Projects like this are how we get solutions that blow existing stuff out of the water. Although a lot just end up being fun projects that amount to nothing but an entertaining blog article.

yowlingcat6y ago

Agreed. To expand on your point, I believe this is pretty close to exactly what Amazon did to build Aurora, which is probably the most exciting development I've seen as an engineering leader in the past decade. Suddenly, the one crucial, stateful component of my system that could ever present sharding issues at scale became something I could pay a premium to not have to think about (to a point -- believe it's still 64TB for Aurora).

What's extra cool about this for me is how it illustrates to me how far open source components that build on the Apache Kafka ecosystem have come, to the degree that each fairly complex component of relational databases that expose a full RDBMS system from the basic building block of a log have been fully developed (to some production capacity) in the Kafka ecosystem. That's amazing! What does this mean?

It means that you could theoretically (please don't hurt me) implement a relational DB backed by a twitter DB log, or a blockchain, or any other event log that you can't necessarily use traditionally as a WAL. It also introduces a lot of really interesting possibilities for data integration. Definitely has my mind reeling a bit.

dominotw6y ago

how else would one implement microservices then?

Do you run away from microservices too?

xmpir6y ago· 6 in thread

Why would I want a relational database living in Kafka? MySQL or Postgres are great at what they do.

mothsonasloth6y ago

Why would I want DOOM running on a 148x64 LCD Canon printer screen?

Because I can - https://www.youtube.com/watch?v=NPWi5yJK3zo

lmm6y ago

A lot of the low-level behaviour is hard to control, at least in terms of having a well-known public interface. E.g. transaction isolation level is database-global, limited control over when updates to indices happen, limited direct control over MVCC. The internals of MySQL or Postgres look a lot like Kafka, but the event-transforming parts are hidden inside a black box.

mamcx6y ago

I love PG and rdbms in general, but certainly exist SO MANY things that could be improved with RDBMS.

1- RDBMS implement an imperfect view of the relational model. Is like to say Java is the only OO inplemented in the world.

2- SQL is the standard... and is not practical to say to eliminate it... BUT RDBMS are constrained for the subpar language SQL is. Modern additions are nice... but that is to say that postcript is a nice way to do apps.

Also, a much better language could expand the role of RDBMS.

This is not weird. I live this way when working in FoxPro:

- UI on fox lang. - DB on fox lang. - Reports on fox lang. - Scripting on fox lang. - Web on fox lang - Triggers on fox lang - OO on fox lang.

And all that still with clean separation of logic and components.

3- RDBMS were made by a certain mindset and use case of the 80s. Still so good that can be valid today, but it could get extended. JSON support is just a tiny example of that.
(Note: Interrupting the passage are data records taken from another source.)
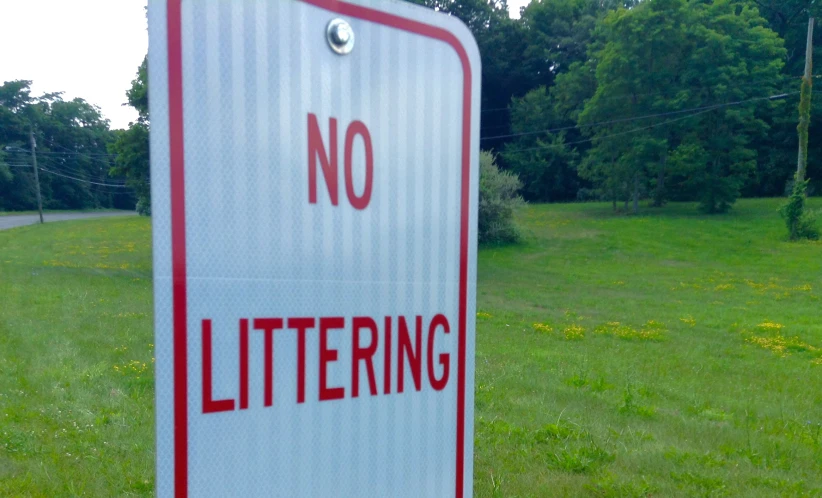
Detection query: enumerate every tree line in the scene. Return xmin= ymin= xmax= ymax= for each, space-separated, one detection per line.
xmin=415 ymin=0 xmax=822 ymax=213
xmin=0 ymin=0 xmax=822 ymax=218
xmin=0 ymin=80 xmax=137 ymax=211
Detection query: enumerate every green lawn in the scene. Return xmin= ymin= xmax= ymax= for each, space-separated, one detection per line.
xmin=0 ymin=200 xmax=822 ymax=497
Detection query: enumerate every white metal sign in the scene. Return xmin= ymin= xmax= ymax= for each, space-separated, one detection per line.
xmin=149 ymin=0 xmax=480 ymax=497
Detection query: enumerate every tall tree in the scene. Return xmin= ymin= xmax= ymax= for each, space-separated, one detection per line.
xmin=109 ymin=57 xmax=151 ymax=215
xmin=579 ymin=0 xmax=784 ymax=213
xmin=0 ymin=80 xmax=128 ymax=210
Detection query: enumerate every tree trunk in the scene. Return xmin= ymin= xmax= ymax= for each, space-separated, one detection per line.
xmin=654 ymin=153 xmax=668 ymax=207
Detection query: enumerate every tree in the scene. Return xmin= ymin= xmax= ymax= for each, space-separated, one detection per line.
xmin=502 ymin=87 xmax=579 ymax=202
xmin=0 ymin=80 xmax=133 ymax=210
xmin=478 ymin=151 xmax=522 ymax=244
xmin=578 ymin=0 xmax=785 ymax=213
xmin=109 ymin=57 xmax=151 ymax=215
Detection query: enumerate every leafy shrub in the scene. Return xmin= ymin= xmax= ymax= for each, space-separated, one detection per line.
xmin=779 ymin=180 xmax=819 ymax=240
xmin=479 ymin=151 xmax=523 ymax=244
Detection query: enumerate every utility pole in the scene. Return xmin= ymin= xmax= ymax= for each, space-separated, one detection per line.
xmin=29 ymin=127 xmax=43 ymax=223
xmin=796 ymin=17 xmax=813 ymax=182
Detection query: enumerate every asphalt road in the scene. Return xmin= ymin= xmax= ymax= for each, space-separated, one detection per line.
xmin=0 ymin=211 xmax=137 ymax=230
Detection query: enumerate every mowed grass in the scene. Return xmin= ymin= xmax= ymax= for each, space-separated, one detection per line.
xmin=0 ymin=200 xmax=822 ymax=497
xmin=0 ymin=218 xmax=154 ymax=497
xmin=474 ymin=200 xmax=822 ymax=497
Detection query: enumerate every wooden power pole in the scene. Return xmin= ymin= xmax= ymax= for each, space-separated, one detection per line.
xmin=796 ymin=17 xmax=813 ymax=182
xmin=29 ymin=128 xmax=43 ymax=223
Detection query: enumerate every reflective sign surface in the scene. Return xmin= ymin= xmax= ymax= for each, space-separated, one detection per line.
xmin=149 ymin=0 xmax=480 ymax=497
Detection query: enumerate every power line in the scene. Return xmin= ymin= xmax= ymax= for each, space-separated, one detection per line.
xmin=39 ymin=158 xmax=126 ymax=184
xmin=503 ymin=109 xmax=714 ymax=154
xmin=480 ymin=92 xmax=799 ymax=141
xmin=38 ymin=168 xmax=132 ymax=188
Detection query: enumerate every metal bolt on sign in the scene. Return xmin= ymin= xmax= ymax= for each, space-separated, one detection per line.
xmin=326 ymin=19 xmax=354 ymax=55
4- Why you can't do "SELECT .. FROM index"? Why you need to create a table to get an index or FTS? Is weird limitation.

The relational model is fine too for KV stores.

----

"Relational database" is a database made on top of the relational MODEL. You could get MANY IMPLEMENTATIONS of that with different use cases. Similar how the functional MODEL and the OO MODEL is not frozen with a single language... that is not that good for app development.

With a better lang, you could eliminate massive ORMs in a nice way!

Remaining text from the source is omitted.